Notice how the need to reform the NHS has now become implicit knowledge that the reader is expected to already be familiar with.

Now, you might think that Labour should have attacked the idea of the NHS needing reform, to prevent that idea from becoming implicitly accepted. Unfortunately news cycles don't tend to work that way and it is very difficult to challenge the idea that something needs to be fixed by countering that it doesn't need fixing and very easy to challenge the specific changes proposed. See also: Social Security in the US.

Not surprisingly, newspapers like The Guardian are more resistant to this kind of creeping implicit assumption because they don't need to be impartial.

*Which they will say even if the idea came from a whitepaper and was never actually Labour policy
**See above, and how a Labour comment that was meant to paint the Conservatives as ideologically bankrupt has now morphed into a broad consensus for an idea that may not have had majority support in either party until they saw on the BBC that it was widely accepted that d was necessary.
posted by atrazine at 1:46 PM on October 2, 2012 [10 favorites]


There's a lot - a lot of allegations in the OP that are probably actionable for libel under the UK's very dubious libel laws. If I had to guess a single reason for the BBC not touching them as stated, that would be it.
posted by cromagnon at 3:14 PM on October 2, 2012 [1 favorite]


I'm not sure the BBC can be accused of abandoning the NHS since they have no particular responsibility to them other than that to any organisation they report on. Journalistic integrity and a duty to the licence payer on the other hand are both well within their remit to abandon. It's the people of the UK they could be accused of "betraying" (as the article has it) if their reporting fails to accurately reflect an issue.
posted by comealongpole at 3:55 PM on October 2, 2012


The NHS isn't great, but it's efficient and satisfactory.

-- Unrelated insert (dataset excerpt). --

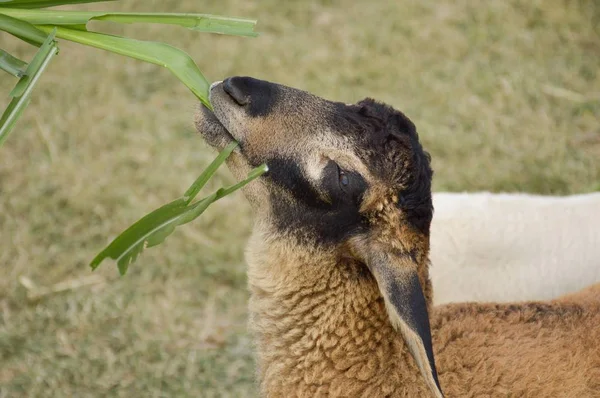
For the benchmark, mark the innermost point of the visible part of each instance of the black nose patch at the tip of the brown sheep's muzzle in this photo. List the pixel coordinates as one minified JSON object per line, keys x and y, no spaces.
{"x":258,"y":97}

"Satisfactory" is not a standard people seem to be interested in holding a government to anymore.
posted by gjc at 2:51 AM on October 3, 2012


I think that it would also be relevant to point out that the last two rounds of the licence fee negotiation (one each by New Labour and the coalition) took place in an atmosphere of fairly open intimidation on the part of the government of the time. The chickens are coming home to roost after the shameful knobbling of the BBC by the Hutton inquiry. It's becoming more and more rare for the BBC to take a strong editorial line on any government-related issue regardless of any evidence of error, poor faith or hypocrisy. It's pretty much just he-said-she-said, so they rely on a strong opposition to expose these failings and push the analysis. Unfortunately, Milliband's Labour have been shockingly inept in not just missing, but almost completely ignoring, the massive political open goal of the NHS privatisation. In fact, so inept one might wonder if they should be considered complicit?
posted by Jakey at 4:49 AM on October 3, 2012


I ceased to trust the BBC's impartiality way back. A few years ago I was complaining about part of the BBC website's uncritical treatment of some controversial complementary therapies.

I quoted their own guideline about "due impartiality", but got an astonishing piece of sophistry that their duty of due impartiality only applied to areas of coverage where they defined due impartiality to apply - topics of "political and industrial controversy". And since they didn't define complementary medicine as being in that sphere, they had no obligation to impartiality.

Plus they're astonishingly resistant to admitting errors. I tried for a couple of years to get them to get expert amendment on this piece of ill-informed herpetological shit in which a stunned (maybe they mean stoned) BBC wildlife expert gives a shock-horror comment on frog multiple amplexus being a three-headed frog, but it looks likely to be there forever.
posted by raygirvan at 6:19 AM on October 3, 2012


There's a spoof BBC site been set up by Scots nationalists as they're pissed off by the relentless pro-Union tenor of the real article; similar root cause to that I think - reporters increasingly drawn from/operating in the same narrow bubble as the think-tank types and politicos, where wisdom is often received.
posted by Abiezer at 8:14 AM on October 3, 2012


forsaking all others.... this is NOT an unusual attitude.